OpenSSL Cleanup: Hundreds of Commits In a Week
New submitter CrAlt (3208) writes with this news snipped from BSD news stalwart undeadly.org: "After the news of heartbleed broke early last week, the OpenBSD team dove in and started axing it up into shape. Leading this effort are Ted Unangst (tedu@) and Miod Vallat (miod@), who are head-to-head on a pure commit count basis with both having around 50 commits in this part of the tree in the week since Ted's first commit in this area. They are followed closely by Joel Sing (jsing@) who is systematically going through every nook and cranny and applying some basic KNF. Next in line are Theo de Raadt (deraadt@) and Bob Beck (beck@) who've been both doing a lot of cleanup, ripping out weird layers of abstraction for standard system or library calls. ... All combined, there've been over 250 commits cleaning up OpenSSL. In one week.'"
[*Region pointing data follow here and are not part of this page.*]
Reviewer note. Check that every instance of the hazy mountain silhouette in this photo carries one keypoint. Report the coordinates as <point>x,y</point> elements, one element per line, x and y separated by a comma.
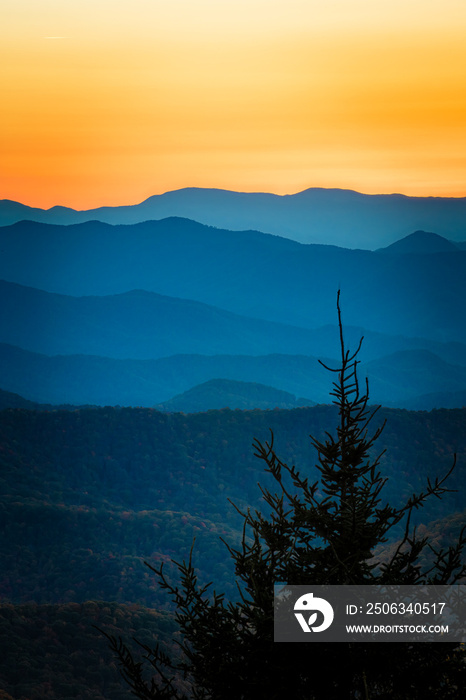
<point>226,393</point>
<point>145,325</point>
<point>92,380</point>
<point>245,272</point>
<point>329,216</point>
<point>421,242</point>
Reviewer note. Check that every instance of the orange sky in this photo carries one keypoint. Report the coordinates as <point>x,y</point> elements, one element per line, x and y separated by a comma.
<point>108,102</point>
You can check out the stats, in progress.
Well, I would think that this is mostly to do with publicity. Once someone calls your software into question in a very public light, you will be more willing to go through your project with a fine toothed comb and clean up all that old cruft you've been meaning to clear out.
This is not a sign of inherent insecurity, but one of obvious house cleaning.
"Freedom in the USA is not the ability to do what you want. It is the ability to stop others from doing what THEY want"
Because "over 250 commits" in a week by a third party to a mature security product suggests either a superhuman level of understanding or that they're going to miss a lot of the implications of their changes.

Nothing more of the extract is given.